Hi guys! My name's Madison, aka Synn. I'm 19 years old and from the San Francisco bay area. I've always wanted mantises and when I found this place I felt like I hit a gold mine of information! Hopefully you guys can put up with my millions of questions as I prepare to get my first mantid!  I can't wait!


----------



## Katnapper (Jan 3, 2009)

Hi Synn... yes you did find the motherlode of info on mantis keeping here! Welcome to the forum... glad to have you here.  

PS... Please browse the forums and especially check out the "sticky" threads of each section to get acquainted with some of the more common questions.


----------



## Dinora (Jan 3, 2009)

Welcome from Houston!


----------



## revmdn (Jan 3, 2009)

Welcome to the forum


----------



## Synn (Jan 3, 2009)

Thanks guys! :lol:


----------



## shorty (Jan 3, 2009)

Welcome, glad to have you!


----------



## Rick (Jan 4, 2009)

Welcome. Try the search feature for your newbie questions.


----------



## hibiscusmile (Jan 4, 2009)

:lol: Hello Girl! welcome to the forum, from OHIO!


----------



## Headspace (Jan 7, 2009)

Welcome from New Jersey.


----------



## sk8erkho (Jan 7, 2009)

Welcome to the forum,Synn!!! You're in the right place!!!! All the answers are at your fingertips and you have at your disposal an entire forum of the best members in the world!!! You'll see!!!!!

Cheers!!


----------



## The_Asa (Jan 7, 2009)

Happy browsing!


----------



## shorty (Jan 25, 2009)

EDIT: Ignore this post. Already said welcome lol.


----------



## Katnapper (Jan 25, 2009)

shorty said:


> EDIT: Ignore this post. Already said welcome lol.
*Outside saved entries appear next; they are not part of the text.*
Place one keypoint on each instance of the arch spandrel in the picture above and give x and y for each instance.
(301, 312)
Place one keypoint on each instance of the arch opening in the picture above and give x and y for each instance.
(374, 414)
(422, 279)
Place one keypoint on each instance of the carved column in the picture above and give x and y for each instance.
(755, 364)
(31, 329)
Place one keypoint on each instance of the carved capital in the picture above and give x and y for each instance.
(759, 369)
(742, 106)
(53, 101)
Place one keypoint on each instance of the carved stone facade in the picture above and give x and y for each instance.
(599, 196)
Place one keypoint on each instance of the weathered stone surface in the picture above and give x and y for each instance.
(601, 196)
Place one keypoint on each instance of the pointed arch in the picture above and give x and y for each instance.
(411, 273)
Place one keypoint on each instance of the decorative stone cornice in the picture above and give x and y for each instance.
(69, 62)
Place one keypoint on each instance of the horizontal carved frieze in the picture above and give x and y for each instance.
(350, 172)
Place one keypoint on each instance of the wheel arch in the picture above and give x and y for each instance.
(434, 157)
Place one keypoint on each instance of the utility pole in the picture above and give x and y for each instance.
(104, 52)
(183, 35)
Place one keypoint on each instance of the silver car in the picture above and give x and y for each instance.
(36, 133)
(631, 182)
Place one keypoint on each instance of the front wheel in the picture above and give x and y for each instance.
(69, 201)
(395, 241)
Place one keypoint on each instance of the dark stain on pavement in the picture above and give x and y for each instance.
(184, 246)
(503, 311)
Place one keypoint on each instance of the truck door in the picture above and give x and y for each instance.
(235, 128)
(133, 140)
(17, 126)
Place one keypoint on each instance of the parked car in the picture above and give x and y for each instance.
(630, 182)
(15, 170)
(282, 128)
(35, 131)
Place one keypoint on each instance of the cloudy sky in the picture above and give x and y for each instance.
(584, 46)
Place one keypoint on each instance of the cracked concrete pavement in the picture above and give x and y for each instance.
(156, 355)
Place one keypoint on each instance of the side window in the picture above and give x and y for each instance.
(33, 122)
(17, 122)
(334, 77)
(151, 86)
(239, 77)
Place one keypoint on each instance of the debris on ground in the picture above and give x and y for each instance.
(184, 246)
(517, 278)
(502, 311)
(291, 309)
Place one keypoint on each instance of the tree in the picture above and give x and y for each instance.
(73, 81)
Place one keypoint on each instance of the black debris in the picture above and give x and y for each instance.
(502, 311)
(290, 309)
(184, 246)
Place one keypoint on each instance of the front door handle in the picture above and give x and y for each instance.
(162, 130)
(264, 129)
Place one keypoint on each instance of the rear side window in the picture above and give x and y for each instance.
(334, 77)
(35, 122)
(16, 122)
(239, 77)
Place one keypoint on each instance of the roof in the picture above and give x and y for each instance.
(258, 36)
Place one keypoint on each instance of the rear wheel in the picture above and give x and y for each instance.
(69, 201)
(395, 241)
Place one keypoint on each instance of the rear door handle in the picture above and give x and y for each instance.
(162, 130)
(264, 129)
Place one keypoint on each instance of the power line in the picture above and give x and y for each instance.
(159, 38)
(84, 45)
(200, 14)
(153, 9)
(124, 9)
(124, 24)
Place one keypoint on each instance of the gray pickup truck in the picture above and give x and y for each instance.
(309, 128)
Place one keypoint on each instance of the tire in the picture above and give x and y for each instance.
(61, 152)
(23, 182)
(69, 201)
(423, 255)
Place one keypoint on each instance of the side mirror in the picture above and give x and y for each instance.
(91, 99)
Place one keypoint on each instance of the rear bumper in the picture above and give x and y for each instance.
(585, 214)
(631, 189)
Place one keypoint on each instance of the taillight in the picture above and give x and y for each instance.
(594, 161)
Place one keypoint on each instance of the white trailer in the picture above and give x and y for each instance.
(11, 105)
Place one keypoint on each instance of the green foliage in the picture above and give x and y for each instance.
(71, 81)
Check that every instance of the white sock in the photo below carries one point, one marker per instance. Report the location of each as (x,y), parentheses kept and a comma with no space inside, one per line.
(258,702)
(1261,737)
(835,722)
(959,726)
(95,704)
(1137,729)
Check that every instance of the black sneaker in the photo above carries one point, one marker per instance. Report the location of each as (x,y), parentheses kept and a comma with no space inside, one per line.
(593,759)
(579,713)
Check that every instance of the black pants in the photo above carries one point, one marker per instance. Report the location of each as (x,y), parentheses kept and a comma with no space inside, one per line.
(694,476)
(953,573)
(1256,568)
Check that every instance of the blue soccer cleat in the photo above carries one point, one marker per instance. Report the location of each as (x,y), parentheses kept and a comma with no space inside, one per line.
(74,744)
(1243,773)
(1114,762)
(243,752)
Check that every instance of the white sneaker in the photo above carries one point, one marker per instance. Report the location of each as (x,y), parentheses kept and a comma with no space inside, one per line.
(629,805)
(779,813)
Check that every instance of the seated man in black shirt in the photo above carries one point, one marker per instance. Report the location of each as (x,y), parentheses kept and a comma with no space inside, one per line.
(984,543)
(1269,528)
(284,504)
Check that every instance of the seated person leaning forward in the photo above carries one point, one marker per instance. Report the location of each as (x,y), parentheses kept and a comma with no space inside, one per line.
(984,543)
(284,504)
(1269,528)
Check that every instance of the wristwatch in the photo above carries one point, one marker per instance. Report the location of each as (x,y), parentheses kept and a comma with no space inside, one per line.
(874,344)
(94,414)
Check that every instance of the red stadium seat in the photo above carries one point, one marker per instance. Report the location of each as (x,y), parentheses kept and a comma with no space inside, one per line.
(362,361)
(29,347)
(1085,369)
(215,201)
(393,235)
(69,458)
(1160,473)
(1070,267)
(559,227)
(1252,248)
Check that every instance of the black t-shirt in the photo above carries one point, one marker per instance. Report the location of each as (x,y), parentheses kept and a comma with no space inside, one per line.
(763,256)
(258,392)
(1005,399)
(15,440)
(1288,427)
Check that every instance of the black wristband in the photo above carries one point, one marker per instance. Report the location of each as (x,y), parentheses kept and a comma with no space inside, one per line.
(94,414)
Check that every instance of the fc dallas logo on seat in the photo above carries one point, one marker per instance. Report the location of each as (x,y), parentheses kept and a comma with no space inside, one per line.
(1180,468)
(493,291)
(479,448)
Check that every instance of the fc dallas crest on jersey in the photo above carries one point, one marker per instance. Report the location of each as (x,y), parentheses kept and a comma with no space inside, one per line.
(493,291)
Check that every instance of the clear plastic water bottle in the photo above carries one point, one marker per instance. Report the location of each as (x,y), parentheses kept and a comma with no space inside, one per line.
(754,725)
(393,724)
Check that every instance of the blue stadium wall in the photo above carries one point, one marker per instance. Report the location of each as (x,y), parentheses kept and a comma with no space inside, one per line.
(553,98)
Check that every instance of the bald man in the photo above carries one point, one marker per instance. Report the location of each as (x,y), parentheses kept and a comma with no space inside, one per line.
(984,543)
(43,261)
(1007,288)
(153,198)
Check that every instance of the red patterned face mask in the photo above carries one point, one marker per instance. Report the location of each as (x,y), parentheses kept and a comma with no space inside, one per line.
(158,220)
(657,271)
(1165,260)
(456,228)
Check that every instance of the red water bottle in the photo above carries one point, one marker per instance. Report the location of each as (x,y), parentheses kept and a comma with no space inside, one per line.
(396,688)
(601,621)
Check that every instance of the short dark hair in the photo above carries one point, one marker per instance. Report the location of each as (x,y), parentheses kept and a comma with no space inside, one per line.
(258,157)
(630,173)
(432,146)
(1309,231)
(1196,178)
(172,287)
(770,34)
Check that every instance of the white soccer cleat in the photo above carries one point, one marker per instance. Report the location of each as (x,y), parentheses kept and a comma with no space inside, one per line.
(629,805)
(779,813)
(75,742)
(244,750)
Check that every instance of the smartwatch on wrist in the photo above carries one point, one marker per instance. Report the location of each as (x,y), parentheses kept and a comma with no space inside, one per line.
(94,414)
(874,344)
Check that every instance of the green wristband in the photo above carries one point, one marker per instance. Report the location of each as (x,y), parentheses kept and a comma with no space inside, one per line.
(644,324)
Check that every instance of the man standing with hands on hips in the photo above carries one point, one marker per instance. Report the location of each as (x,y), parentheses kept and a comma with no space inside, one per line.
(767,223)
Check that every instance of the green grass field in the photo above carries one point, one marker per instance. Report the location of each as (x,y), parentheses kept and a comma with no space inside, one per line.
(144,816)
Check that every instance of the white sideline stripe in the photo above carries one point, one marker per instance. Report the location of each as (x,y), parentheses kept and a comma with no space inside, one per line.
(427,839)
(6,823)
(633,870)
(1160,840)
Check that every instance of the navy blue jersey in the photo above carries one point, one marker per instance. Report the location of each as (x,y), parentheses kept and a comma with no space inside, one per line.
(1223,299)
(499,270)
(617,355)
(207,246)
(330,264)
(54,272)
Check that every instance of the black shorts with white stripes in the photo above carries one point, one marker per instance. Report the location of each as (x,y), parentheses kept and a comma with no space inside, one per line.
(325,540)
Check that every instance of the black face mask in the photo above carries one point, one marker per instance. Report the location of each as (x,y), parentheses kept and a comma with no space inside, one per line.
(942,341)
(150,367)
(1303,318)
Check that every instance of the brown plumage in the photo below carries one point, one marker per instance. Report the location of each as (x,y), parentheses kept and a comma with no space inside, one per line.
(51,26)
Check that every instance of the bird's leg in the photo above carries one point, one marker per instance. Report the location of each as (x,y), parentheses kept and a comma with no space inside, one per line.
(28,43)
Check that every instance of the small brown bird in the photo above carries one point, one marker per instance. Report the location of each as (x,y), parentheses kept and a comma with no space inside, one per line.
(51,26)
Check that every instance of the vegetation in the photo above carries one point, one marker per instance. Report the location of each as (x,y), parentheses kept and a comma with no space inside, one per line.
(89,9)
That's Ok, Shorty... I'm sure Synn understands and actually appreciates the repeat welcome.  It's like getting 2 "hiya's" for the price of one!  If it makes you feel better, I'll welcome her again too.....

Hi Synn, and welcome to the forum!


----------



## DeadInTheBasement (Jan 25, 2009)

welcome to the forum


----------